Los últimos estudios realizados, según Anabela, son del 2018 y 2019, en donde los científicos determinaron que la crecida y bajada que experimenta la laguna está relacionada al cambio climático que acelera su ciclo. Se pudieron relevar 25.000 años en los análisis, y se descubrió que nunca había salido de este patrón de comportamiento, no hasta la década del 70, que es donde a partir del cambio climático empezó a reaccionar.
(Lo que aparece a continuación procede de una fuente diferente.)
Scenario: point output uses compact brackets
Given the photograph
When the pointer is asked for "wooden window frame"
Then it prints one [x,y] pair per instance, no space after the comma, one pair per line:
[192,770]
“Realmente el pueblo es el verdadero significado de resiliencia; tropezar, caer, reconstruirse y seguir”, supo decir Mariana sobre su gente, pero quizás también lo dijo sobre la laguna, sobre la convivencia entre la naturaleza que todo lo puede quitar, que todo lo puede dar. Con una mejor lectura de ciclos, con un conocimiento sobre los límites, propios y del agua, el pueblo se siente preparado para afrontar el futuro sin temerle a los esqueletos de concreto, que brotan entre las aguas como una advertencia de que la naturaleza está viva y siempre tendrá la última palabra.